El Gobierno de Trump pone fin a docenas de subvenciones de investigación en atención al paciente, generando reacciones adversas

El Gobierno de Trump ha puesto fin formalmente a más de 70 subvenciones de investigación activas financiadas por la Agencia para la Investigación y la Calidad de la Atención Sanitaria (AHRQ), cortando aproximadamente 185 millones de dólares en compromisos ya aprobados para estudiar cómo mejorar la atención al paciente, reducir los errores médicos y abordar las disparidades en salud.
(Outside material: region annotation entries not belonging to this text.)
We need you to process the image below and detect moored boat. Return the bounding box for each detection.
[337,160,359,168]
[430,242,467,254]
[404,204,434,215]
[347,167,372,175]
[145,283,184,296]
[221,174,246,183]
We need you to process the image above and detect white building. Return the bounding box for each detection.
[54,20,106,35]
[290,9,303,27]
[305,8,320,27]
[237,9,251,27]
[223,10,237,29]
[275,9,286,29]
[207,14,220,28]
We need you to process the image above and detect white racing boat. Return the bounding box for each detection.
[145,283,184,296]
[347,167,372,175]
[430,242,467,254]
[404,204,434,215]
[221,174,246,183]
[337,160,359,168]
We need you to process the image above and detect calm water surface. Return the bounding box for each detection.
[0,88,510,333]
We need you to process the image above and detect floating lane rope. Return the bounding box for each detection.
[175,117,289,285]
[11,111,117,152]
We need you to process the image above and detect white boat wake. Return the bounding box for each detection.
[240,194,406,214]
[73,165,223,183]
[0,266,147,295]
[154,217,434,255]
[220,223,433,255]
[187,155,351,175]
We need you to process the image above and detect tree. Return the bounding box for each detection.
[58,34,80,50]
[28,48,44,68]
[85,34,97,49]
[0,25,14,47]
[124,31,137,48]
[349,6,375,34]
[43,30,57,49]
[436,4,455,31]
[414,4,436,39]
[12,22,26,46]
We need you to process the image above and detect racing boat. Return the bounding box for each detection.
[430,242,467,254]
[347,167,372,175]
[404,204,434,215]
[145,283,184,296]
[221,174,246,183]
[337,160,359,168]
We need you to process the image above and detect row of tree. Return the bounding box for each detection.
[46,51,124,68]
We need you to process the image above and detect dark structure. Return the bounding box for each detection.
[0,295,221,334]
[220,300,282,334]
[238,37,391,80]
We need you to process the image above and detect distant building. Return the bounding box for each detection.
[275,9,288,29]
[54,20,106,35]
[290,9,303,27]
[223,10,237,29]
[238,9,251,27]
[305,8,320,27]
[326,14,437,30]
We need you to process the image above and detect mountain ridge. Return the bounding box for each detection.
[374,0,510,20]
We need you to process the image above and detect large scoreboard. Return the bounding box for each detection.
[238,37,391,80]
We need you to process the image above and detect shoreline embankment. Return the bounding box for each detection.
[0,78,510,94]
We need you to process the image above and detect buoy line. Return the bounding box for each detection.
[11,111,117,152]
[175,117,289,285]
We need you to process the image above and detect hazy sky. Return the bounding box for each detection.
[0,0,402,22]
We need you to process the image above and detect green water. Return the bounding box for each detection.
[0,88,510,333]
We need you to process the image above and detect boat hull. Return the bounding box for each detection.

Los avisos de “no concesión” fueron enviados la semana del 13 de julio por la AHRQ, una pequeña agencia federal dentro del Departamento de Salud y Servicios Humanos que financia investigaciones sobre la calidad y efectividad de la atención sanitaria estadounidense. Los beneficiarios fueron informados de que sus proyectos plurianuales, muchos de los cuales ya estaban paralizados desde hacía meses debido a la congelación de fondos, no recibirían más desembolsos.

Lo que se eliminó

Las subvenciones afectadas cubren una amplia gama de investigaciones centradas en los resultados del paciente. Los proyectos incluyen la coordinación de la atención de pacientes con múltiples enfermedades crónicas como diabetes e hipertensión arterial, mejorar la coordinación de los trasplantes renales, reducir los retrasos en el diagnóstico de coágulos sanguíneos y estudiar cómo las barreras sociales como la inseguridad alimentaria y la falta de transporte afectan los resultados de salud.
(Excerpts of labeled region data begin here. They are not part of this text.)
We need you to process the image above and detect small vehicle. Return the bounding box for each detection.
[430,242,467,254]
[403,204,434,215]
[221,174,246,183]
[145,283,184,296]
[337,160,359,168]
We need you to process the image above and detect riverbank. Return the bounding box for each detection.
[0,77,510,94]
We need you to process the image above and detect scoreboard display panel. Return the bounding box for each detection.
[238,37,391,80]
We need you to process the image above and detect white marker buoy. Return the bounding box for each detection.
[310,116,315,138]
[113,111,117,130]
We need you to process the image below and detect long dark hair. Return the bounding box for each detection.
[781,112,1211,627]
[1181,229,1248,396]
Richard Grant, médico de atención primaria en Kaiser Permanente cuyo proyecto sobre barreras sociales a la atención se encontraba entre los cancelados, dijo que el aviso fue el golpe final después de un año de espera. “El correo electrónico fue el clavo en el ataúd”, declaró a Science.

La justificación expuesta por la AHRQ fue que los proyectos no se alineaban con su nueva prioridad de “enfoques orientados a soluciones en la investigación de disparidades en salud”, una justificación que Grant consideró desconcertante, ya que su proyecto estaba explícitamente diseñado para abordar las barreras sociales a la atención.

Un patrón de desinversión

La cancelación formal de estas subvenciones es el último paso en un desmantelamiento más amplio de la AHRQ que viene ocurriendo desde 2025. La agencia ha perdido gran parte de su personal debido a recortes y desgaste. Todas sus convocatorias abiertas de subvenciones han sido canceladas. Los fondos han estado congelados desde el otoño de 2025, obligando a muchos equipos de investigación a detener su trabajo mucho antes de que llegaran los avisos oficiales.

Aaron Carroll, director ejecutivo de AcademyHealth, una organización sin fines de lucro que monitorea los avisos de no concesión, dijo que la medida desafía la lógica. “Esto no tiene sentido”, dijo Carroll. “[Los fondos] fueron aprobados por ambas cámaras del Congreso, firmados por el actual presidente de Estados Unidos. Si yo fuera el Congreso, estaría furioso”.

El Congreso, controlado por republicanos en el momento del presupuesto FY2026, aprobó 345 millones de dólares para la AHRQ. La administración se niega a gastar fondos que le fueron legalmente asignados.

Semántica y desafíos legales

Un portavoz del HHS cuestionó la caracterización de la acción como “cancelaciones”, diciendo: “Las subvenciones no fueron canceladas. No se les otorgó financiamiento continuo”.

Scott Delaney, experto en supervisión de subvenciones, calificó la distinción de deshonesta. “Los avisos de no concesión son cancelaciones con otro nombre”, dijo. “El año pasado fueron muy malos cancelando subvenciones de manera legal”.

En agosto de 2025 ya se presentó una demanda por parte de grupos de médicos que buscaban forzar el desembolso de los fondos no gastados del FY2025. Los avisos formales de no concesión pueden ahora proporcionar bases legales para demandas adicionales que busquen la restauración de las subvenciones canceladas.

Elisabeth Uphoff Kato, ex subdirectora de la AHRQ, caracterizó el trato a la agencia como un “desmantelamiento efectivo” de una empresa de investigación federal que, a pesar de su pequeño presupuesto, ha producido algunos de los hallazgos más directamente aplicables de la medicina estadounidense, desde listas de verificación que redujeron las tasas de infección hospitalaria hasta protocolos que disminuyeron los errores de diagnóstico en las salas de emergencia.